Мистер Тревор чувствовал, что дело проиграно. Однако он опять поднялся с места и обратился к присяжным с сильной речью. Но все чувствовали, что это одна декламация, что убедительных доводов у защитника нет. Коронный обвинитель сделал возражение, искусно суммируя данные следствия и группируя улики, и настаивал на обвинительном приговоре. Присяжные ушли совещаться и довольно скоро вынесли вердикт: да, виновен, но заслуживает снисхождения.

Приговор судьи был — обратиться через министра юстиции к королевскому милосердию для замены установленного законом наказания ссылкой.

Джо ничего не сказал, только низко опустил голову. Его отвели обратно в его камеру, где вокруг его шеи сейчас же обвились руки плачущей Мэри.

— Мэри, вы очень меня браните? — спросил Джо.

— Браню? — отвечала она. — Я перед вами преклоняюсь.

— Мэри, меня ведь могут и казнить. Королевское милосердие не всегда в подобных случаях применяется. Как взглянет министр юстиции. Но я знаю, что я невинен, и верю, что небо для меня открыто.

Тут ему вспомнилась Эмма Филипс — и он закрыл себе лицо обеими руками.

— Что она подумает обо мне! — размышлял он. — Что я для нее теперь! Осужденный преступник! Каторжник! Это для меня тяжелее всего.

— Джо, — сказала Мэри, до сих пор молча плакавшая, — мне надобно будет уехать. Вы можете с ней повидаться теперь?

— Она сама не захочет со мной видеться! Она меня уже презирает! — отвечал Джо.

— Что? Ваша мать презирает своего благородного, великодушного сына? Как могло прийти вам это в голову Джо?

— Мэри, я подразумевал не ее, я про другую думал, — возразил Джо. — Конечно, я очень рад буду повидаться с матерью.

— Тогда я сейчас еду. Вспомните, как она тревожится и тоскует. Я возьму почтовых и выеду сегодня в ночь. Завтра утром я уже буду в замке.

— Поезжайте, дорогая Мэри. Да благословит вас Бог! Поспешите к моей бедной матери и передайте ей, что я совершенно — да, совершенно — спокоен и покоряюсь судьбе.

Мэри ушла, а Джо, у которого разрывалось сердце, когда он говорил о своем спокойствии и покорности судьбе, повалился, как сноп, на тюремную койку и дал полную волю, уже совершенно себя не сдерживая, своему бесконечному горю и безысходной тоске.

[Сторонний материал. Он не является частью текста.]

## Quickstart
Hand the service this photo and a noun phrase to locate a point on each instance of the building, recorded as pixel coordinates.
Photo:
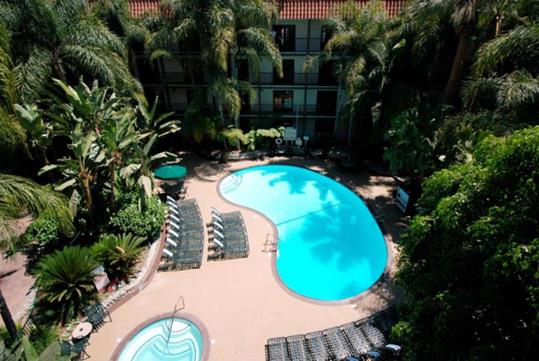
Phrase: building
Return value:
(308, 100)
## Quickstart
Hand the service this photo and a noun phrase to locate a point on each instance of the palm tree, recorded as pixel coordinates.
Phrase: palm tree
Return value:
(65, 280)
(7, 318)
(119, 254)
(224, 30)
(18, 194)
(361, 39)
(60, 38)
(11, 133)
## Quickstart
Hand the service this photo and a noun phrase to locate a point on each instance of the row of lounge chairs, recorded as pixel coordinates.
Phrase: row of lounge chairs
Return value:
(228, 236)
(359, 340)
(185, 236)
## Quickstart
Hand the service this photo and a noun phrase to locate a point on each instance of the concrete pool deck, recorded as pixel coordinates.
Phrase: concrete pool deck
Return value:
(240, 302)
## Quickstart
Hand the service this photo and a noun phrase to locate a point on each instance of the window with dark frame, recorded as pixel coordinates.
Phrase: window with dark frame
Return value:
(326, 34)
(285, 37)
(283, 101)
(288, 73)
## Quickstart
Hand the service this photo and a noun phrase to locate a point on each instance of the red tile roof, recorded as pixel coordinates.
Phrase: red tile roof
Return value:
(321, 9)
(288, 9)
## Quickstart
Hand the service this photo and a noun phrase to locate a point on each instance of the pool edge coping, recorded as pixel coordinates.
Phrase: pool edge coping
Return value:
(206, 341)
(381, 280)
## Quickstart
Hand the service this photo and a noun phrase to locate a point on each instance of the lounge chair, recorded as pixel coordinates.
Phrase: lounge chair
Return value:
(96, 315)
(75, 348)
(174, 233)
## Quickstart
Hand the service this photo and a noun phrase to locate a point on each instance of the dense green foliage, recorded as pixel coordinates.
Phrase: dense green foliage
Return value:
(65, 281)
(146, 223)
(470, 258)
(119, 254)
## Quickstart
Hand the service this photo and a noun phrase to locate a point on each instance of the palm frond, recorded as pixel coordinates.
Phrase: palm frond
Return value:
(518, 49)
(18, 194)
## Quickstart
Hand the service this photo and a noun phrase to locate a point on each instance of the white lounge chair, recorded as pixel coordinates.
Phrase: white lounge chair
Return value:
(218, 234)
(218, 242)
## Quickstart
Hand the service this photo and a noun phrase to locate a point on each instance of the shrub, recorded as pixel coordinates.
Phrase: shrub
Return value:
(65, 280)
(119, 254)
(42, 237)
(129, 219)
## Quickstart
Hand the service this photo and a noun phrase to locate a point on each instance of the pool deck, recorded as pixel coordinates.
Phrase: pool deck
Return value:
(239, 302)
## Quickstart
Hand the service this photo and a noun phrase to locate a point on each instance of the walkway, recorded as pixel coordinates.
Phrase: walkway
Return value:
(239, 301)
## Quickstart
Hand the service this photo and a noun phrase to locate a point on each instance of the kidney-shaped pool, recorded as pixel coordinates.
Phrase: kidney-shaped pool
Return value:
(330, 247)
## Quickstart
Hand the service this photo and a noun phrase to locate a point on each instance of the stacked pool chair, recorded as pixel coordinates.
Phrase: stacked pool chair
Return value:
(359, 340)
(185, 236)
(228, 236)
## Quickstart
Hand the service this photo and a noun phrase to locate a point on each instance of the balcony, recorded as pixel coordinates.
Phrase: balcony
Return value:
(297, 109)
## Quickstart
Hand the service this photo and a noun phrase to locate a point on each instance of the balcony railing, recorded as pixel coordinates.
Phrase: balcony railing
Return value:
(303, 45)
(265, 79)
(253, 109)
(297, 109)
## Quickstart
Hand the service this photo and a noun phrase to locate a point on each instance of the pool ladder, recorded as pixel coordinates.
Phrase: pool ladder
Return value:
(270, 245)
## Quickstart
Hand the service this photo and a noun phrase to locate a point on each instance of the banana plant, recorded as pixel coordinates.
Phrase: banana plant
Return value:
(80, 171)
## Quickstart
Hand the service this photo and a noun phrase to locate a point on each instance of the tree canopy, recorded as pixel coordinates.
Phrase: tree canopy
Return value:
(470, 258)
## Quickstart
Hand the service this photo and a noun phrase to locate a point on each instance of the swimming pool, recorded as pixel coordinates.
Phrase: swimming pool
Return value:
(330, 247)
(150, 343)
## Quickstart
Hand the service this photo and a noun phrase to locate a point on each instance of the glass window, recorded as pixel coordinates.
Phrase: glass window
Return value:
(285, 37)
(283, 100)
(288, 73)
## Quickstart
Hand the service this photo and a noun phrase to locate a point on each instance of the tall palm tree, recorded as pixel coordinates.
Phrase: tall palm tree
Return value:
(60, 38)
(224, 31)
(11, 132)
(5, 313)
(429, 16)
(18, 194)
(361, 40)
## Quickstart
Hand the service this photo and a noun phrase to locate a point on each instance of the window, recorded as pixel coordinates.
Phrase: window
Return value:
(285, 37)
(327, 73)
(326, 102)
(288, 73)
(327, 33)
(147, 71)
(324, 126)
(243, 70)
(283, 100)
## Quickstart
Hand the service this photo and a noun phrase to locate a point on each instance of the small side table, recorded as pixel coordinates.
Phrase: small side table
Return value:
(82, 330)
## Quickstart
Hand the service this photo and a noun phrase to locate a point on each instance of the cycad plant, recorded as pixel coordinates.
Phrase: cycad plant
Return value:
(61, 39)
(119, 254)
(361, 40)
(224, 30)
(65, 280)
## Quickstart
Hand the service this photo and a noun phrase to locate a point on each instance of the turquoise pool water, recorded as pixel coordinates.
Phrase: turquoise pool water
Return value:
(150, 343)
(330, 246)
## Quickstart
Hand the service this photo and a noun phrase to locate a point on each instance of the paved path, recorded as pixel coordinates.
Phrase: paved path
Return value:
(239, 302)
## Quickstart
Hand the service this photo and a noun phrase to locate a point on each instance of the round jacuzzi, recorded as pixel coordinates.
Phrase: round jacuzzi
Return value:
(165, 339)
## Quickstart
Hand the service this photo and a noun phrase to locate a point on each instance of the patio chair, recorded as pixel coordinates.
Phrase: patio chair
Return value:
(75, 349)
(96, 315)
(168, 253)
(337, 343)
(171, 242)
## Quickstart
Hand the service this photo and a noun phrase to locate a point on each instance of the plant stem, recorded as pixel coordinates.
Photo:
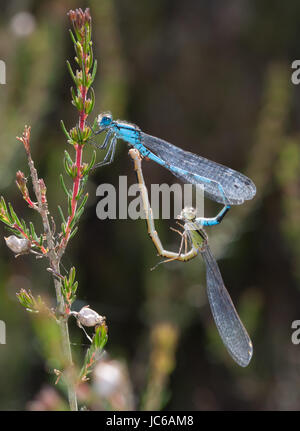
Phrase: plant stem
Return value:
(54, 259)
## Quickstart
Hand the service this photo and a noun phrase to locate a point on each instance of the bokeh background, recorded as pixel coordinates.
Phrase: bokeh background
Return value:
(211, 77)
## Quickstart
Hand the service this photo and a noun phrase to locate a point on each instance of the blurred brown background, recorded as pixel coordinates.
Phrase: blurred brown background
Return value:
(211, 77)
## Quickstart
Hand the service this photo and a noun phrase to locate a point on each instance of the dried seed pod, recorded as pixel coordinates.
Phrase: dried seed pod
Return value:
(18, 245)
(88, 317)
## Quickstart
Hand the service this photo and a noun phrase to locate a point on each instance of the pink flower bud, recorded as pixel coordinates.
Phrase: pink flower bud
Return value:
(88, 317)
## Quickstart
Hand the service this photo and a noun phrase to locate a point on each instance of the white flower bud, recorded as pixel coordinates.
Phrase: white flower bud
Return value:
(18, 245)
(89, 317)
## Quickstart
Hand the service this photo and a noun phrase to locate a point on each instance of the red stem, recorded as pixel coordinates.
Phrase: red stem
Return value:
(78, 149)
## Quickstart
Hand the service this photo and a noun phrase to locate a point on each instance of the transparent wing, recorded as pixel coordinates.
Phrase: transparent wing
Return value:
(195, 169)
(230, 327)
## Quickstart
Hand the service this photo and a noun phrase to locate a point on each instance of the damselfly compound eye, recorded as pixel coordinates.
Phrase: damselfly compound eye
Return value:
(105, 119)
(188, 213)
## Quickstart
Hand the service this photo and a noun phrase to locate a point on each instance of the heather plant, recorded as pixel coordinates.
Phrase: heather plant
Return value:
(48, 242)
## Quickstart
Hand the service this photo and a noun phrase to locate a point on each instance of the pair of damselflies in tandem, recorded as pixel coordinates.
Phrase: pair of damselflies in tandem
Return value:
(221, 184)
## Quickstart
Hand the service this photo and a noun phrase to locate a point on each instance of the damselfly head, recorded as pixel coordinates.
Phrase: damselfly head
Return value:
(104, 120)
(188, 214)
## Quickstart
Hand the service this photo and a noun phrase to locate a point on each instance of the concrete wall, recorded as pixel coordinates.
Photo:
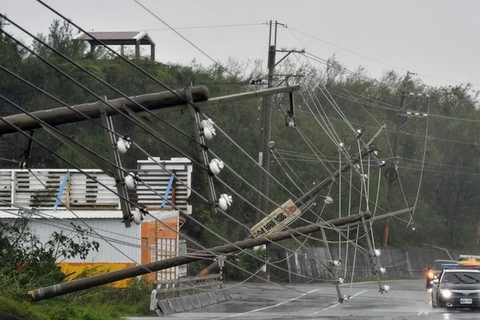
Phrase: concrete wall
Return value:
(309, 262)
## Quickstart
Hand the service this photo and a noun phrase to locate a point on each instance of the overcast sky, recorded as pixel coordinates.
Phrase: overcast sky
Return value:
(437, 39)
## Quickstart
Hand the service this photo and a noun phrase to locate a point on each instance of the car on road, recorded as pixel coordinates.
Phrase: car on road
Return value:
(434, 270)
(457, 288)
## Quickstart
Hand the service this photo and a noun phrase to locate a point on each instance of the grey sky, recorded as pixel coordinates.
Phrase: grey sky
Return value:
(435, 38)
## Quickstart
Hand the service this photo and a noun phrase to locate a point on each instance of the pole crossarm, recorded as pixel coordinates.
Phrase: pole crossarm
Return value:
(98, 280)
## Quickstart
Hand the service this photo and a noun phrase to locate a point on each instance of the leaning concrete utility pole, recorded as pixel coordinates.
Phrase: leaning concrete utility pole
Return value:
(98, 280)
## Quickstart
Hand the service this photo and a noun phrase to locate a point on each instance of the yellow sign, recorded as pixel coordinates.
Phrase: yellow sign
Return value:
(277, 220)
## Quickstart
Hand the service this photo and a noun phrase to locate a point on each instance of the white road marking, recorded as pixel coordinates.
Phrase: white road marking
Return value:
(272, 306)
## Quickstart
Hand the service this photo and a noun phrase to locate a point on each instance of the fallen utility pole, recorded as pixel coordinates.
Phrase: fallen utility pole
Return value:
(98, 280)
(312, 193)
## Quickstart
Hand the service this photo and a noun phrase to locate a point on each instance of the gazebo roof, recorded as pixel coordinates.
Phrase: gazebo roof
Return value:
(116, 37)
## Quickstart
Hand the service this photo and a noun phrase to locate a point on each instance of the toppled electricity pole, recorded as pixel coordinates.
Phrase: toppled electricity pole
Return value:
(98, 280)
(76, 113)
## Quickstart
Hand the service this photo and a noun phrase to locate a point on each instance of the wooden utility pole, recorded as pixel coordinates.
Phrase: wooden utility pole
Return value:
(94, 281)
(64, 115)
(265, 144)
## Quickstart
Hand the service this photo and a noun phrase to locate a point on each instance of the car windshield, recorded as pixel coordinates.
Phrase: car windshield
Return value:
(462, 277)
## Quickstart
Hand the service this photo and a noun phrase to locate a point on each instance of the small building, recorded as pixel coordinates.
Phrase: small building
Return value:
(88, 203)
(119, 38)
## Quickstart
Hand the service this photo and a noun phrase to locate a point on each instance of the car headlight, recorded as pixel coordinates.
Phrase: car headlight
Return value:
(446, 293)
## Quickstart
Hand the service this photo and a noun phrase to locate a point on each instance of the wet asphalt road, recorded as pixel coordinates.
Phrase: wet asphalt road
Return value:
(407, 299)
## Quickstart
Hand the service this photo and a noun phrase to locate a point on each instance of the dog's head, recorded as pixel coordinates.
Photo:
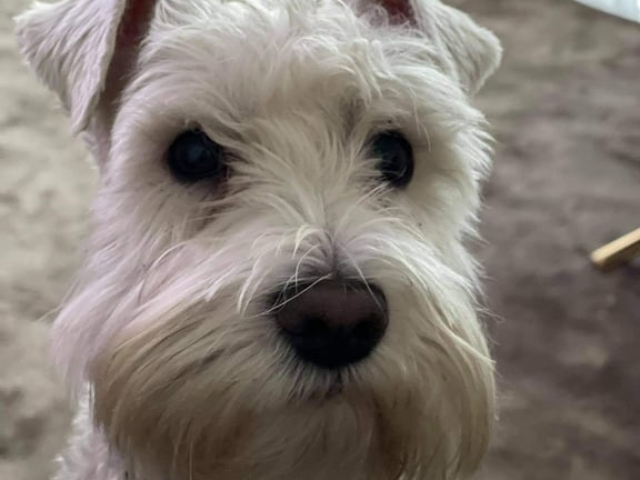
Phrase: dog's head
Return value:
(277, 287)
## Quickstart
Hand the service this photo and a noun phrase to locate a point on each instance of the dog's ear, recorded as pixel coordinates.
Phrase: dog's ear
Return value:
(84, 50)
(471, 52)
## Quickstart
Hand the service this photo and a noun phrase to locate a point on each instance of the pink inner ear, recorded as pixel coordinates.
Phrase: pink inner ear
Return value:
(135, 22)
(399, 10)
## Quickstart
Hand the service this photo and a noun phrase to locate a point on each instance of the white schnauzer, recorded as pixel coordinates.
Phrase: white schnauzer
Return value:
(277, 287)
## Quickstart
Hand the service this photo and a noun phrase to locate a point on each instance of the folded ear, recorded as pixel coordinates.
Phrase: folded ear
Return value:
(74, 46)
(471, 53)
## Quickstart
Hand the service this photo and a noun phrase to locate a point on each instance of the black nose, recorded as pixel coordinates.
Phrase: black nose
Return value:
(332, 323)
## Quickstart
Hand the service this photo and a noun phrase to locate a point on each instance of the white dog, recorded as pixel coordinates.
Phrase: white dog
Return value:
(277, 287)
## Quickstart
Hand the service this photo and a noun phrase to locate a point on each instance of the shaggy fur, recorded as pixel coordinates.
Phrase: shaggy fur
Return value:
(167, 338)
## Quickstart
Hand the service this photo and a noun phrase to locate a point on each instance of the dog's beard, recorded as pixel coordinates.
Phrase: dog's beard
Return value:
(189, 397)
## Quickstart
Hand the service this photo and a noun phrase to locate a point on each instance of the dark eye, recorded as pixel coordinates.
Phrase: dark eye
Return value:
(395, 156)
(193, 156)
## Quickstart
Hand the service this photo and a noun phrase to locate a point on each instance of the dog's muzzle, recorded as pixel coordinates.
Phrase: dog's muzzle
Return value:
(332, 323)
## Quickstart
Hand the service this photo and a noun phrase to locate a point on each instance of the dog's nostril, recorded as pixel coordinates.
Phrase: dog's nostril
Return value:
(332, 323)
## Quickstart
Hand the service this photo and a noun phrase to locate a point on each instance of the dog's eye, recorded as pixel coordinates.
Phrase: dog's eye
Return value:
(395, 156)
(193, 156)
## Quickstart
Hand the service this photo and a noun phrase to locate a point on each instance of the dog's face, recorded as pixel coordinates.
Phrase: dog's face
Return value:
(277, 287)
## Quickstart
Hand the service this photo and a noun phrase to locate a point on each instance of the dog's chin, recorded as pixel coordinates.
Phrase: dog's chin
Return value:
(178, 403)
(332, 432)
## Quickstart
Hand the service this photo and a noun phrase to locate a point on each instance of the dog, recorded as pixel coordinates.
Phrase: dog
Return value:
(277, 286)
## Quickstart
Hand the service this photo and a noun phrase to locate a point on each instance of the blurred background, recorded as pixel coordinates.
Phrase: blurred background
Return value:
(566, 112)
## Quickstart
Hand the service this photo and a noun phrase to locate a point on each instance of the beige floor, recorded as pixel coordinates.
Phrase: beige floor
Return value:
(566, 110)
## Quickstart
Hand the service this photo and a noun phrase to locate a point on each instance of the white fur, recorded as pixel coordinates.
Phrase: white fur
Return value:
(168, 324)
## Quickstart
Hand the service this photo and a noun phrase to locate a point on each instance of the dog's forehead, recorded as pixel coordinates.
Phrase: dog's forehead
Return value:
(264, 49)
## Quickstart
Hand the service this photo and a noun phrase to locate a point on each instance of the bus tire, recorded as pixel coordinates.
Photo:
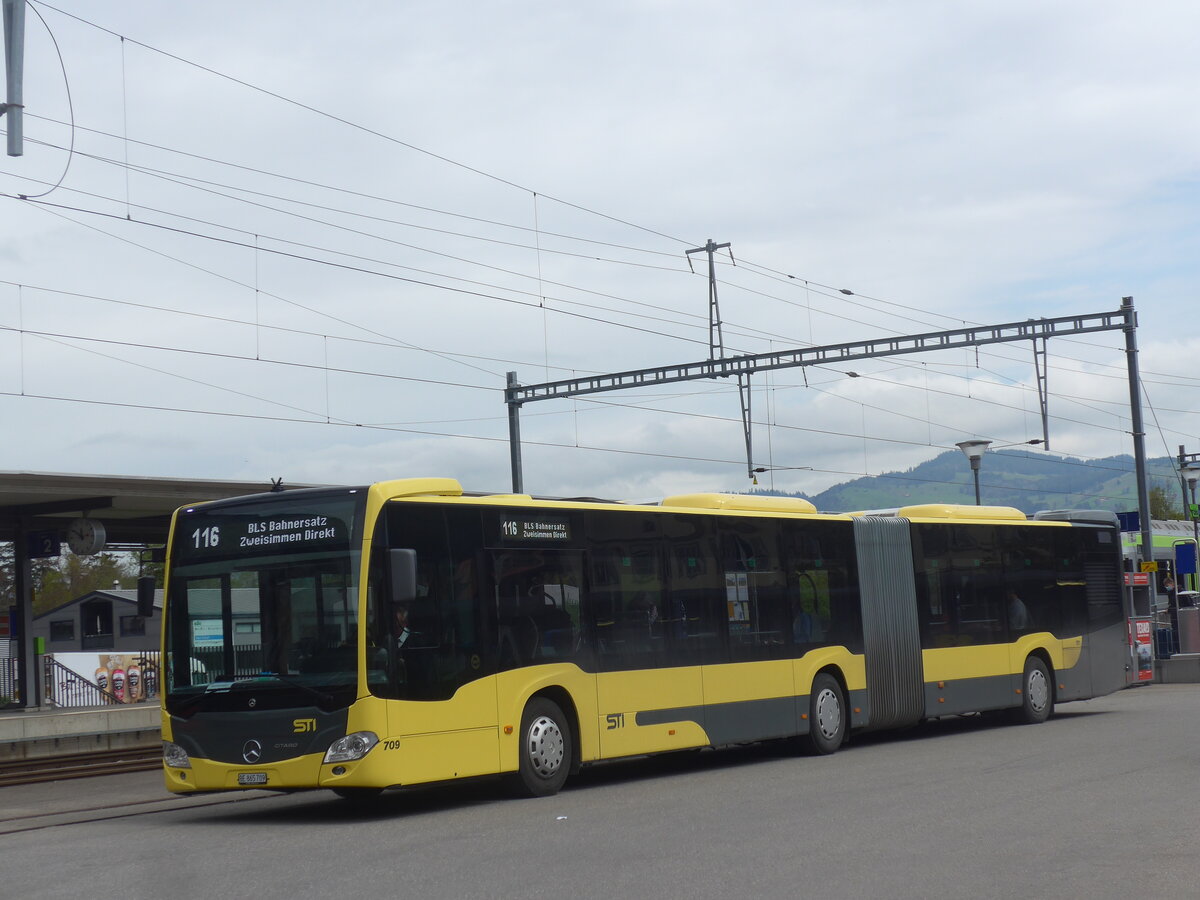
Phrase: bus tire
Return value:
(827, 715)
(545, 749)
(1037, 693)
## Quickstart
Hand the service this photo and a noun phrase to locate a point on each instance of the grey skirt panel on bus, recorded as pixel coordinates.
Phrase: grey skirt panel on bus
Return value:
(891, 628)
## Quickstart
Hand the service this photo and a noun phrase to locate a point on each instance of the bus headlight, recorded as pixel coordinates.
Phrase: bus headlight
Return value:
(352, 747)
(175, 756)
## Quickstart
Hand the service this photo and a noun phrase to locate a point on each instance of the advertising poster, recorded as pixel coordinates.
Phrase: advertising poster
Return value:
(127, 677)
(1143, 648)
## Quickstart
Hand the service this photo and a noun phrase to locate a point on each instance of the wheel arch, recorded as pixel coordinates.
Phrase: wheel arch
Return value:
(1044, 655)
(562, 697)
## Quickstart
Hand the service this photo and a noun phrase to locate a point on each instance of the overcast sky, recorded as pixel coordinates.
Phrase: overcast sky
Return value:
(307, 240)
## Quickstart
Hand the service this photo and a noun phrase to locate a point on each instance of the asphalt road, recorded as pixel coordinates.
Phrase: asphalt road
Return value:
(1101, 802)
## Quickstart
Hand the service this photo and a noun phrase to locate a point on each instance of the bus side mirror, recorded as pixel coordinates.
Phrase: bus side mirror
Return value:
(145, 597)
(402, 564)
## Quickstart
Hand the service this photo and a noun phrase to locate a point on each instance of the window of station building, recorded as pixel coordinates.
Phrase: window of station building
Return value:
(63, 630)
(822, 585)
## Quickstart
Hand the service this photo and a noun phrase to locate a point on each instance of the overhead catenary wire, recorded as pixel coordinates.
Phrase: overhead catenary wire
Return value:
(373, 132)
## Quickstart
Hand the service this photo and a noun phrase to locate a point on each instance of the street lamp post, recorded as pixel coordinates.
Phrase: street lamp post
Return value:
(973, 451)
(1192, 473)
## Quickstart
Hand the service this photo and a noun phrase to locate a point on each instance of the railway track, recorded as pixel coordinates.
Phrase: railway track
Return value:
(59, 768)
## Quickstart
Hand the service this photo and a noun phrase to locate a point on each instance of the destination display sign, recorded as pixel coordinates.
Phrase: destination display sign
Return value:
(534, 528)
(275, 528)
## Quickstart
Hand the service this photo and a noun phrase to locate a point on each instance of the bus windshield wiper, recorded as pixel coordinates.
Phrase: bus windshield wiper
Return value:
(291, 681)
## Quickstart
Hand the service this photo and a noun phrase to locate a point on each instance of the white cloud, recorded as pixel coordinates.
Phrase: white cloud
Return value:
(948, 163)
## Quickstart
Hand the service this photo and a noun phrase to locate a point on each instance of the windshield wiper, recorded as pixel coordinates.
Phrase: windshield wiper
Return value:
(291, 681)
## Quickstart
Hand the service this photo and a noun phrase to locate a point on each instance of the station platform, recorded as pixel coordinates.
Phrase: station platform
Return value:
(42, 733)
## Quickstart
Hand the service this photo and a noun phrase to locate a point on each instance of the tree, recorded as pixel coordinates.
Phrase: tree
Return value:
(67, 577)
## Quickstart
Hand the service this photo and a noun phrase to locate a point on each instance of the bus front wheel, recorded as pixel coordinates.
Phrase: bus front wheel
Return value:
(1037, 693)
(827, 715)
(545, 749)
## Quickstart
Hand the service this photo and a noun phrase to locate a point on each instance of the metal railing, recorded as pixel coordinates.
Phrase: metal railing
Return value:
(66, 688)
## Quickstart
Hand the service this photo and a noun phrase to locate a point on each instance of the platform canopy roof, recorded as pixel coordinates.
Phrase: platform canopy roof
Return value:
(133, 509)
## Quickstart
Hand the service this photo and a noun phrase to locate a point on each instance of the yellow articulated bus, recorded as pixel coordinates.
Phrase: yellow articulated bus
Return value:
(407, 633)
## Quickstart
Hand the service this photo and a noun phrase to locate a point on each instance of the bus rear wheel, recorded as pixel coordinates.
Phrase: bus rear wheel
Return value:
(545, 751)
(1037, 693)
(827, 715)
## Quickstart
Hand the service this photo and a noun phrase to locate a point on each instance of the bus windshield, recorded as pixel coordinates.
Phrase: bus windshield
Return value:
(263, 595)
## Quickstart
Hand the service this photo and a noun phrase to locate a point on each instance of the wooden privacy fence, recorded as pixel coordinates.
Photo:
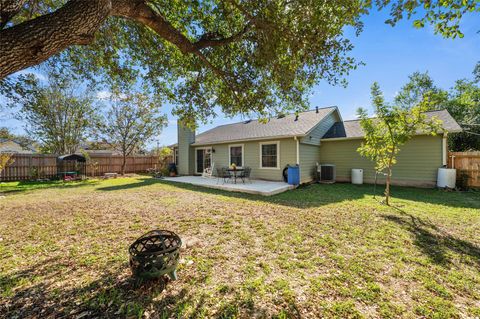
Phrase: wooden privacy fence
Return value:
(467, 165)
(34, 166)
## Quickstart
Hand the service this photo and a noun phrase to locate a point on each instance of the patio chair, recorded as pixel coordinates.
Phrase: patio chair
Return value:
(223, 173)
(245, 174)
(208, 172)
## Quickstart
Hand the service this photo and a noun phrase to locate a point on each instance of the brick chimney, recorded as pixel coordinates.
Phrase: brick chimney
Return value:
(186, 154)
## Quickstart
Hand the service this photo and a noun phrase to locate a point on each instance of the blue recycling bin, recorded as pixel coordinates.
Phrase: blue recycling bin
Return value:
(293, 175)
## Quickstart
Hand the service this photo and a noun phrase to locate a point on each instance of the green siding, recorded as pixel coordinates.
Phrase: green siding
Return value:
(186, 155)
(251, 157)
(309, 157)
(314, 136)
(417, 162)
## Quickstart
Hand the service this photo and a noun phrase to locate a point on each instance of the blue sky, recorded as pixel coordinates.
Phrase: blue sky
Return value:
(390, 55)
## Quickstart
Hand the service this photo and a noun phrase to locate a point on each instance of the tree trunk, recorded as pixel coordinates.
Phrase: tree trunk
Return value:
(32, 42)
(387, 187)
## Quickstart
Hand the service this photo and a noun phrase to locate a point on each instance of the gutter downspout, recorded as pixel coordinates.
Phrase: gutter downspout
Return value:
(298, 158)
(444, 149)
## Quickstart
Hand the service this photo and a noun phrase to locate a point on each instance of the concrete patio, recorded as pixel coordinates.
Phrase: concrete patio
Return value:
(265, 188)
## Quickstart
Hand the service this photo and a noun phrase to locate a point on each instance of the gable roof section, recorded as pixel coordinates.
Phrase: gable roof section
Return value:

ГЛАВА XLVI. В которой все действующие лица, кроме главного героя, приходят в движение

Мэри уехала на почтовых и еще до рассвета прибыла в Остин-Голль. Она прошла к себе в комнату и просидела там до тех пор, пока не принесли утреннюю почту. Ей хотелось перехватить газеты, чтобы дворецкий не успел послать их мистеру Остину и чтобы тот не прочитал судебной хроники. Это было тем легче устроить, что мистер Остин вообще редко читал газеты. Потом, в обычный час, она явилась к мистрис Остин и сообщила ей печальное известие. Мистрис Остин велела Мэри рассказать прислуге, что барыня едет навестить одну свою хорошую приятельницу и там ночует, а экипаж отошлет домой и что она берет Мэри с собой. Уложивши чемоданы, мистрис Остин уехала с Мэри и вечером прибыла в Эксетер.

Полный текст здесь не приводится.